GSK souffle le froid et le chaud en Belgique

Depuis quelques semaines, les 9 500 salariés de GSK Vaccines en Belgique vivent dans l’angoisse, dans l’attente d’une restructuration qui s’annonçait « sanglante », aux dires des syndicats.
Le plan de transformation présenté ce 5 février lors d’un comité d’entreprise a confirmé partiellement ces craintes. Certes, le groupe britannique a bien annoncé que plus de 500 M€ seraient investis au plat pays au cours des trois prochaines années « afin de répondre à la demande mondiale de vaccins » et que le centre historique de recherche de Rixensart, ainsi que l’unité industrielle de Wavre – l’une des plus importantes plateformes de manufacturing de vaccins au monde –, allaient naturellement bénéficier de cette coquette enveloppe. Mais cet enrobage n’a pas réussi à masquer les aspects sociaux plutôt négatifs de la réorganisation.

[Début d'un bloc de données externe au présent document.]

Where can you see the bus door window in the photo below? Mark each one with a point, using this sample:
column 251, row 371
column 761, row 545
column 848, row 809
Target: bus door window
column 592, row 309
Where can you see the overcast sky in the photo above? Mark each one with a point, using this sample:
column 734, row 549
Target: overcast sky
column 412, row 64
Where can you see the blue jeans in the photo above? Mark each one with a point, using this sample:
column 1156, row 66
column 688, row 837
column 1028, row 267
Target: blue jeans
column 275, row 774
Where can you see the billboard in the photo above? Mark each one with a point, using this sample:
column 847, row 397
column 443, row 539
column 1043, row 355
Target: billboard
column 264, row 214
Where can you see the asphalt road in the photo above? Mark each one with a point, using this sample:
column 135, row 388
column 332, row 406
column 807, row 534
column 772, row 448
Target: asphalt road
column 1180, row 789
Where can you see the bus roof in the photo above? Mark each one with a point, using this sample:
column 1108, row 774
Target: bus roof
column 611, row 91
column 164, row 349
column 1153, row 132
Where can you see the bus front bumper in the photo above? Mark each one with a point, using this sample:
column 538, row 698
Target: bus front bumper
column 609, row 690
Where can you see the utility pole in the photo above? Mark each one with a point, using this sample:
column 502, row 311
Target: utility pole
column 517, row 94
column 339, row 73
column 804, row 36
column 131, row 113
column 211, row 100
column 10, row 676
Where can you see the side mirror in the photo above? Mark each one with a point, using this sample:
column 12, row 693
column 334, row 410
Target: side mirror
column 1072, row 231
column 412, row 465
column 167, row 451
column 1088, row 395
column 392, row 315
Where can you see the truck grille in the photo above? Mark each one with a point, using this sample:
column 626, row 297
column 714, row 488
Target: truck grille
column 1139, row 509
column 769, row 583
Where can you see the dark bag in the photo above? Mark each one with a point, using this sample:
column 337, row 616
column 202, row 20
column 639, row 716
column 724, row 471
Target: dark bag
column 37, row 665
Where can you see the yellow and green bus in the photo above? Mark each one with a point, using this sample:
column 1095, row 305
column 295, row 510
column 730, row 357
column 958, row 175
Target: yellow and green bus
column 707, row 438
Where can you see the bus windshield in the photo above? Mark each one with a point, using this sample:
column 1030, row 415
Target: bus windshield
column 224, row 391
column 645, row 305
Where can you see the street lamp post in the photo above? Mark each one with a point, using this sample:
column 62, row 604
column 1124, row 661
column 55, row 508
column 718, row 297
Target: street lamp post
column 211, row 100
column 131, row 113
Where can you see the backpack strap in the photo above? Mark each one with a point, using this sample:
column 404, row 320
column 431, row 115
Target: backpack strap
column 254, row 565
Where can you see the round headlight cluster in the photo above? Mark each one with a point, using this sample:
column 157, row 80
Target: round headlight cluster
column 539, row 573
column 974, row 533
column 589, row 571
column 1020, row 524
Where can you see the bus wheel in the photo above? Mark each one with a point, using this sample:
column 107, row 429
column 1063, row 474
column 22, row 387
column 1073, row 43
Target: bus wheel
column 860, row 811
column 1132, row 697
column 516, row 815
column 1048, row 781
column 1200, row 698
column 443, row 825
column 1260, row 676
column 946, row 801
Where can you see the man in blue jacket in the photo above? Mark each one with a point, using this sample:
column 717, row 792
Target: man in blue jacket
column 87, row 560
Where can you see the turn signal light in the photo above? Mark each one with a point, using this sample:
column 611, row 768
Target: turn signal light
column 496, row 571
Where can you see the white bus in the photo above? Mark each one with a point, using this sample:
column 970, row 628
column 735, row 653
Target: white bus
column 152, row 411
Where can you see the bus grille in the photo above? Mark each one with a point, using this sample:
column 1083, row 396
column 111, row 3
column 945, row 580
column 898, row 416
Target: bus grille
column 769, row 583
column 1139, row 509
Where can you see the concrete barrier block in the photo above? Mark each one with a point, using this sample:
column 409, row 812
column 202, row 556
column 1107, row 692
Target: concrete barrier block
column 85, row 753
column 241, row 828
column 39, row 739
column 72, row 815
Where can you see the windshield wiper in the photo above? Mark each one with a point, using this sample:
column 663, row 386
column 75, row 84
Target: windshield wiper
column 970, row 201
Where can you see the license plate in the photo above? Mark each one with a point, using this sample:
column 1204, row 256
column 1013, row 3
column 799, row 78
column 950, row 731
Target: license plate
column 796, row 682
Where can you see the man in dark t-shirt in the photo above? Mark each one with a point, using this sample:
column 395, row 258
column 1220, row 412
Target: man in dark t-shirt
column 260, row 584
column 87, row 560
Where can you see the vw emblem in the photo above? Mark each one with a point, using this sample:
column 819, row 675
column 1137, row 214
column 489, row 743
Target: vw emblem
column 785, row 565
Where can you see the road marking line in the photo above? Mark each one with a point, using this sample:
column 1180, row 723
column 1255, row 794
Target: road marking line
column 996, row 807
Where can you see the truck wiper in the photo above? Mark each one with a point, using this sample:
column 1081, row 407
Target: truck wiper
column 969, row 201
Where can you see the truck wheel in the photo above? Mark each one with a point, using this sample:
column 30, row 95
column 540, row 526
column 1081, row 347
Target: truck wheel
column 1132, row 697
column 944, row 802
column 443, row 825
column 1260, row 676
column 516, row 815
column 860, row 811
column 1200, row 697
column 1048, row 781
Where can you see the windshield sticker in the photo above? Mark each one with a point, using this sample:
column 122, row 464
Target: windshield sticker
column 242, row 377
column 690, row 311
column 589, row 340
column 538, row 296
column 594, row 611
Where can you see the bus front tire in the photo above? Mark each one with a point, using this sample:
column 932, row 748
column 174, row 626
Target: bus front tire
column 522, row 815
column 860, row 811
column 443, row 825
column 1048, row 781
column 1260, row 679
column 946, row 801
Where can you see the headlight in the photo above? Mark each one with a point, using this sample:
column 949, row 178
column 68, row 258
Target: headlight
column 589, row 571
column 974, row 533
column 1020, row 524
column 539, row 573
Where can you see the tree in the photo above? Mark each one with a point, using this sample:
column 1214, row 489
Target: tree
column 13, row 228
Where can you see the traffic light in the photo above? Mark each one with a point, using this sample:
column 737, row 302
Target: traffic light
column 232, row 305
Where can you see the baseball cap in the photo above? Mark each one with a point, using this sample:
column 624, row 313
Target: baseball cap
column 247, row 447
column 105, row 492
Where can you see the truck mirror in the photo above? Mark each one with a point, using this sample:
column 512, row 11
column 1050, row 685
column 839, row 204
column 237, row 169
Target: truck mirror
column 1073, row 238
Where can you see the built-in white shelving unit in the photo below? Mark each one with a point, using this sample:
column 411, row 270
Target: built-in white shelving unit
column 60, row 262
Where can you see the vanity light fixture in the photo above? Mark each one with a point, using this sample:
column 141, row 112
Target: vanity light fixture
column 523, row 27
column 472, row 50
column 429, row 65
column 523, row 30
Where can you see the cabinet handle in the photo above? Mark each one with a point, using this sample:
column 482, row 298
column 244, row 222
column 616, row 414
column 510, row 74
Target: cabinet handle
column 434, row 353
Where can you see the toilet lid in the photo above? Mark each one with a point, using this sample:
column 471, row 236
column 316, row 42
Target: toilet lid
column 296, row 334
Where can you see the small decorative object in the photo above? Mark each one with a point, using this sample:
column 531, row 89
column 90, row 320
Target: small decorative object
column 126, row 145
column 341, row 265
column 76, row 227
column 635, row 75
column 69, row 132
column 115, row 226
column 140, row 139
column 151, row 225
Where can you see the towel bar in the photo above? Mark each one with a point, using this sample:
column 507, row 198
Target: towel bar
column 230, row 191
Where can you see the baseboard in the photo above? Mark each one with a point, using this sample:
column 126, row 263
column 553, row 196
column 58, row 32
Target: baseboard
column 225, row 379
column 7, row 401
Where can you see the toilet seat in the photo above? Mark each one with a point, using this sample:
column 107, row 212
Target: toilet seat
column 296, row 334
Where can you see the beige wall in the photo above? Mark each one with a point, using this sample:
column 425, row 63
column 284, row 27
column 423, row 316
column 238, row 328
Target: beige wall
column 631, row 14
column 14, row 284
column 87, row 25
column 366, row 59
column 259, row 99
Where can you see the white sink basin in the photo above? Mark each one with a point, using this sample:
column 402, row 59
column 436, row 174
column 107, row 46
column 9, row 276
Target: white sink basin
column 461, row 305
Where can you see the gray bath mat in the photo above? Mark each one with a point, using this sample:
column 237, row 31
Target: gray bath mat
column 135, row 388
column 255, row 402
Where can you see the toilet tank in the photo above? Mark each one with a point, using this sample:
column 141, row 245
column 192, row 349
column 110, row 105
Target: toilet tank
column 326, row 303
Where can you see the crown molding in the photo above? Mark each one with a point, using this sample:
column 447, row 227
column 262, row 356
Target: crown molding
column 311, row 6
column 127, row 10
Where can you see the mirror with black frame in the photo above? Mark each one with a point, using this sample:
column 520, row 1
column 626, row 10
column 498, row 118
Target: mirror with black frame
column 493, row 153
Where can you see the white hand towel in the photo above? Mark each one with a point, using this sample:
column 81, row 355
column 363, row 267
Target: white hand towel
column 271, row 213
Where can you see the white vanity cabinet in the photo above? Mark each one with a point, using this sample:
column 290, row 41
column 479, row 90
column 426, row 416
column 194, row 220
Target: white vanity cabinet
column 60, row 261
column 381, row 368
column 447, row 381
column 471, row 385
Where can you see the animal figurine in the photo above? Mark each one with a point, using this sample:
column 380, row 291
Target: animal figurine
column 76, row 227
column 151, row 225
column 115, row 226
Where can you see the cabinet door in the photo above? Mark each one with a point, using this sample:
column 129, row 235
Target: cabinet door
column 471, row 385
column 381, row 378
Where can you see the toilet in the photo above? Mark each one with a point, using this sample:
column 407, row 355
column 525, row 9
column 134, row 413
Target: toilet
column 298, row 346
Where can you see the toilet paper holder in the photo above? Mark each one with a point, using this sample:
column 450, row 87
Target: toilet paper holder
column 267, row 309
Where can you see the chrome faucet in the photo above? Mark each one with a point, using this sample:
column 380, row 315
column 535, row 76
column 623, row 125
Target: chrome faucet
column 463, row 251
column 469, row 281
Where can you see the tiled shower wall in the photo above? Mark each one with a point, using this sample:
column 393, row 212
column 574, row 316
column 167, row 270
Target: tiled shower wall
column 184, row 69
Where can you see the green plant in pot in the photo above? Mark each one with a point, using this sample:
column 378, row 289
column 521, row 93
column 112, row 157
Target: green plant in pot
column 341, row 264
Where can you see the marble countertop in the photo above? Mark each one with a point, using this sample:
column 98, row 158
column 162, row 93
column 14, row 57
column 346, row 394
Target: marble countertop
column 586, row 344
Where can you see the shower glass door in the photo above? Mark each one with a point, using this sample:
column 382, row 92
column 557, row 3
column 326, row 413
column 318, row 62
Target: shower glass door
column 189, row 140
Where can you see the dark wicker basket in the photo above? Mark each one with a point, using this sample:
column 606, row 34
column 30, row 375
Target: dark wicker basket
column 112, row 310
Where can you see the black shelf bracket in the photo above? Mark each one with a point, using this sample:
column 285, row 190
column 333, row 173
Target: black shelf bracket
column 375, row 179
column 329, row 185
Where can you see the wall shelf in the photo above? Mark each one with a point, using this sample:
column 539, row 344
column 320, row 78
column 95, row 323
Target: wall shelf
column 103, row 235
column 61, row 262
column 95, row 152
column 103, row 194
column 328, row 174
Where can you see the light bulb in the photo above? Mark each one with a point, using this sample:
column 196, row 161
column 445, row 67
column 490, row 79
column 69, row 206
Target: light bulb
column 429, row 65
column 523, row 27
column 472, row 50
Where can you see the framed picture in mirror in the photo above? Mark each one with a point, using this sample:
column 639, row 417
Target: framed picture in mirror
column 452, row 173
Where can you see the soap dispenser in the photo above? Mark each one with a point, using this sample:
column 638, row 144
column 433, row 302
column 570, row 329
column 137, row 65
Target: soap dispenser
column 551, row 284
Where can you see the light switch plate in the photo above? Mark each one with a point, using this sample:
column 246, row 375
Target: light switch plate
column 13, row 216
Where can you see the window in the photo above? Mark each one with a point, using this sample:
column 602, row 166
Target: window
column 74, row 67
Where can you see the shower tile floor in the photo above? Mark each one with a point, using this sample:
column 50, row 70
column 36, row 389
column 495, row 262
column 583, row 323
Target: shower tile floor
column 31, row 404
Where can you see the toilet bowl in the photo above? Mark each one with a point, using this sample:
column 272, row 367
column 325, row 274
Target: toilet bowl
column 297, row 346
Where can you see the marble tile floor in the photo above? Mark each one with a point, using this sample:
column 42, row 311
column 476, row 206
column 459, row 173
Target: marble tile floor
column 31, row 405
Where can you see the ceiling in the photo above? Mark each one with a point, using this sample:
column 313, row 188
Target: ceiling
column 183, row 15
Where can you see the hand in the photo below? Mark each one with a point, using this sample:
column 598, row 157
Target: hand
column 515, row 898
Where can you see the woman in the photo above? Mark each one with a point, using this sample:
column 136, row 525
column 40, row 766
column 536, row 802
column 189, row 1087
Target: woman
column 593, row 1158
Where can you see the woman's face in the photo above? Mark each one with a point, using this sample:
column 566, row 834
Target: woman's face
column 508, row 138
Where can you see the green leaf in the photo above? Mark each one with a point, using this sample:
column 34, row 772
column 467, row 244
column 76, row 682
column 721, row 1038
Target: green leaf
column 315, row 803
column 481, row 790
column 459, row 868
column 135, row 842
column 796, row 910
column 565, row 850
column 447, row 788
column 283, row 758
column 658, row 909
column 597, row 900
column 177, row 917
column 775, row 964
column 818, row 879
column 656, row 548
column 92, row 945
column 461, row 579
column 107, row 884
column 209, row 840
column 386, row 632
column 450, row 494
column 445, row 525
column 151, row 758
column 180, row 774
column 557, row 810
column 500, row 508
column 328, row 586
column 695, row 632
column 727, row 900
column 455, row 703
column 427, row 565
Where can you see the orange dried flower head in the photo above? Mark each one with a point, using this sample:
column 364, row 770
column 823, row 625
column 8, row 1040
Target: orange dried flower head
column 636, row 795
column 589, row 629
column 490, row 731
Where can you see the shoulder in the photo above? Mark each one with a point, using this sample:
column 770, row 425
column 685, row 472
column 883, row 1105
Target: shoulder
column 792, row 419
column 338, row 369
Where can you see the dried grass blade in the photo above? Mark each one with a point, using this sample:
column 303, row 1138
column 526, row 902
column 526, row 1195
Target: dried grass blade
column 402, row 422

En effet, plusieurs services, « y compris la R&D, la fabrication, le service qualité et les fonctions globales de support », seront sévèrement impactés par des mesures de rationalisation qui affecteront à des degrés divers 720 salariés, dont majoritairement des cadres. Par ailleurs, la direction a annoncé que 215 contrats de travail précaires ne seraient pas renouvelés.
Hasard du calendrier, le groupe GSK a annoncé ce même jour un excellent exercice 2019 se soldant par une hausse du CA de 10 %, à 33,75 Md£ (39,76 Md€).